Por
  • J. L. Rodríguez García

Barrios

La zona de Fosal de Moros en el barrio del barrio Perpetuo Socorro / Foto de Javier Blasco / 2-6-06 blasco5852.JPG
Nuestros barrios cambian y ya no nos reconocemos en ellos.
Javier Blasco / HERALDO

No es del todo cierto que seamos de la ciudad en que hemos nacido. Diría más bien que somos del barrio en el que pasamos la mayor parte de nuestra vida, esa red de callejuelas flanqueadas por tahonas de aroma inolvidable, por edificios con olor a lejía, por ciudadanos a los que vamos poniendo nombre, por tabernas que bostezan olor a manzanilla y anís. Sí, el ciudadano es de Manhattan, del Quartier Latin o de Lavapiés. Todo esto que cuento advierte de la cruel insolencia del tiempo: porque, de pronto, descubrimos que la tienda donde comprábamos los cromos de fútbol se ha transformado en un local de baratijas chinas donde brilla la bisutería, nos cruzamos con el otrora apuesto ciudadano que camina ahora encogido y triste. Y aquel vecino que combatía por coger el periódico de la barra del bar se dedica ahora, pasando los minutos, a leer con seriedad las esquelas, buscando, quién sabe, el nombre de una novia de la infancia.
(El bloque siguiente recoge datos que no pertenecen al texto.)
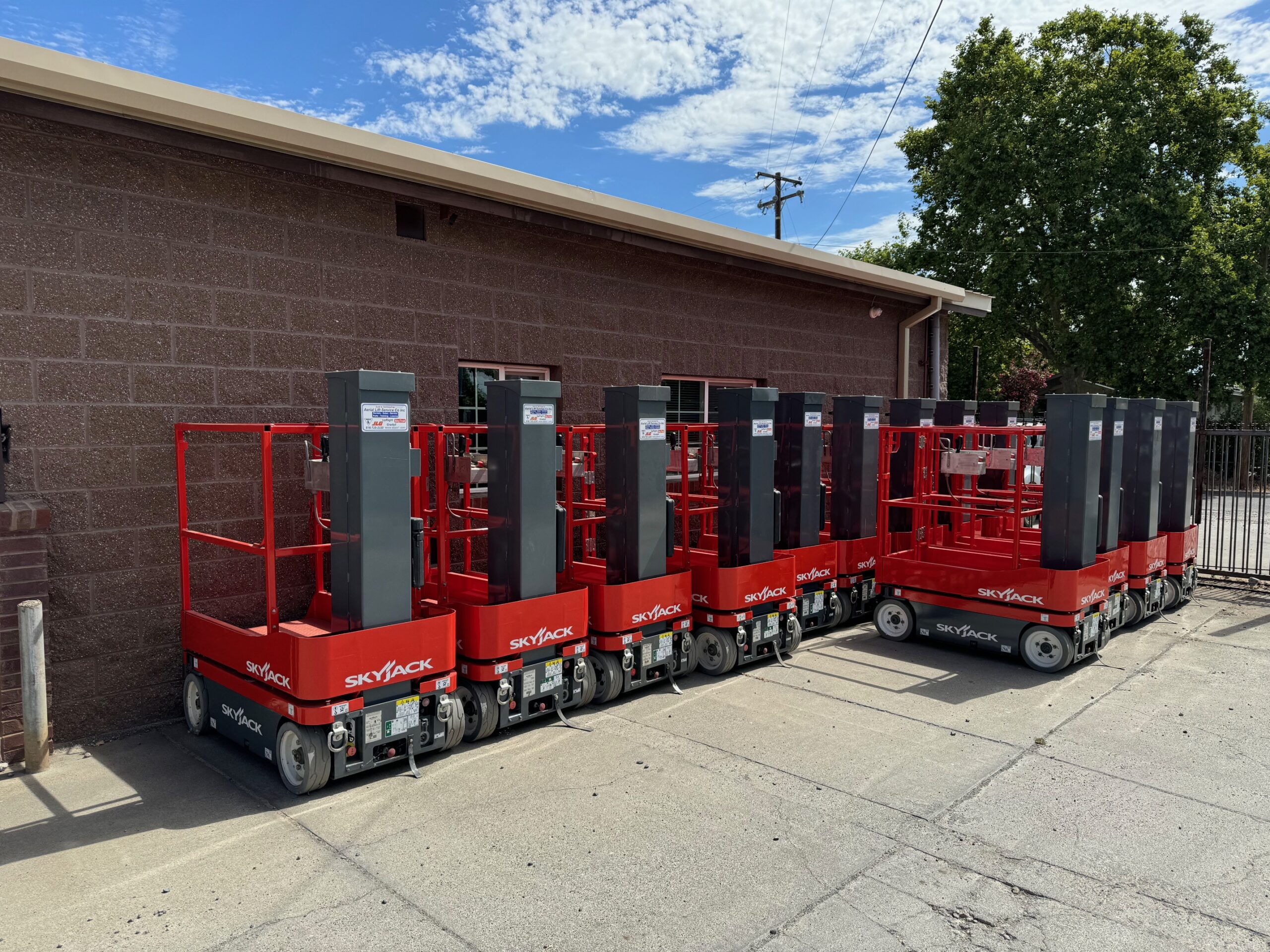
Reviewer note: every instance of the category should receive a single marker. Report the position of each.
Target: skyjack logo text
(544, 636)
(390, 672)
(767, 595)
(813, 575)
(1010, 595)
(965, 631)
(656, 613)
(239, 716)
(266, 673)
La vieja librería no existe.

Pero nosotros hemos acompañado los cambios de la fisonomía de nuestro barrio. Ya caminamos con lentitud y nos aburren los nuevos escaparates, ya hemos perdido la cuenta de las antenas de televisión con las que juegan las palomas. Ni siquiera nos hemos dado cuenta de que han talado el árbol en cuya corteza escribimos hace muchos años nuestro nombre encerrado en un corazón de mentiras. El mendigo de la esquina, fiel a su horario, desapareció hace meses. Ahora, alguien, muy cerca, entona ‘Les vieux’ de Brel.